Implementing Multi-Factor Authentication in Response to Cybersecurity Breach

Case Study: Implementing Multi-Factor Authentication in Response to Cybersecurity Breach

About the Firm: 

The client is a professional services organization in the Midwest and Western United States. They are a top player in their field regionally and have been a partner of GadellNet since 2017.  With their permission, they let us share their story, so it doesn’t happen to you.

About the Breach:

The firm experienced a breach to their cloud-based email and file storage platform as a result of a targeted phishing attack. They were tipped off to the breach when the payroll system flagged a transaction for $150,000 for three hours of work made payable to a fictional employee.   To compound the issue, this breach happened the same week that the payroll accountant and the company’s CEO were both out of the office.

The firm had transitioned to the cloud because of a ransomware attack on their previous on-premises environment. In that situation, the servers had been taken hostage via the use of an old admin password. When the cloud migration project was completed, the firm was advised to implement multi-factor authentication (MFA). They opted out of the implementation until a more convenient time.

As soon as the breach was mitigated by GadellNet’s cybersecurity team and the environment had been resecured, the main point of contact met with their dedicated GadellNet account manager to talk about implementing MFA.

Key Learnings:

  • Being proactive by implementing security measures like MFA is the best deterrent for data breaches.
  • Most data breaches occur because an employee accidentally lets in a bad actor.
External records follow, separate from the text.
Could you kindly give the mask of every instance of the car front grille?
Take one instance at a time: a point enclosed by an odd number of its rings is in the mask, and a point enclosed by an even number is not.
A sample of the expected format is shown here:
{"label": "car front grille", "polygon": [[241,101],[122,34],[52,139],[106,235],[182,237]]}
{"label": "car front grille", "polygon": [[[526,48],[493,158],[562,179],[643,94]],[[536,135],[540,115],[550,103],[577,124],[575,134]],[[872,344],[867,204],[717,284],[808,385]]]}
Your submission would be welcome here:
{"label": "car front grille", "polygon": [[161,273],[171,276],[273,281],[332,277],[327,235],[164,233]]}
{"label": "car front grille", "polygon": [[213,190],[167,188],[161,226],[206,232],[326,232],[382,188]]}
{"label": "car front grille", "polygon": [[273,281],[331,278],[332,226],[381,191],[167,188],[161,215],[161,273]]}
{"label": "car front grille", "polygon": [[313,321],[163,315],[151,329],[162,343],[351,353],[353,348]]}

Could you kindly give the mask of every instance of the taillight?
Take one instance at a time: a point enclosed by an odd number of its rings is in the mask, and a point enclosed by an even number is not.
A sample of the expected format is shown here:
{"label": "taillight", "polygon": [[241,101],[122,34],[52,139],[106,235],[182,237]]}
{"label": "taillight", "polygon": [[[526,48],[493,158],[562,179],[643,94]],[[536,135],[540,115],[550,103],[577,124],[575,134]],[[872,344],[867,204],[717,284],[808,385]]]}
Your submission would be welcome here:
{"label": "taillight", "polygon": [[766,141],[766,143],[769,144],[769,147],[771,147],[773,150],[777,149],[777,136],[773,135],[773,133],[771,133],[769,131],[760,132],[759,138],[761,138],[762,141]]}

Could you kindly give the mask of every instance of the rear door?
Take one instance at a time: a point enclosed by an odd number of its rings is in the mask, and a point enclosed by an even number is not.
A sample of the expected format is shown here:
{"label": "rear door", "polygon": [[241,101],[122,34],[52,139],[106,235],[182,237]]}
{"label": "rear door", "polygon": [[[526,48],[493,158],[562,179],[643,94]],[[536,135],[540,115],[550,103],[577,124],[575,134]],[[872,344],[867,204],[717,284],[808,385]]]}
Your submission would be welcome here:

These guys are getting good, not to mention patient, which is why it is of paramount importance to train employees on how to detect phishing scams.
  • Since email addresses are usually also a username, hackers already have access to half the information they need to breach the system.
  • Employees can be targeted based on their role within the organization.
  • Once a breach has occurred, it is likely that the bad actor will return in short succession. Remaining vigilant, even after the first attack has been stopped, is the best way to protect against further data loss.

 Result:

MFA can seem like an annoying extra step, but it could be the difference between a secure server and a major breach. Since GadellNet implemented MFA, the firm’s leadership have reported that they sleep better at night knowing that the solution stops 99.9% of breaches from email.

Attacks like this one can no longer be treated as an “if…”, they are a “when…”. Bad actors are becoming more adept at infiltrating your systems and attacks are becoming harder to identify. Without proper cybersecurity precautions, your organization could be left exposed.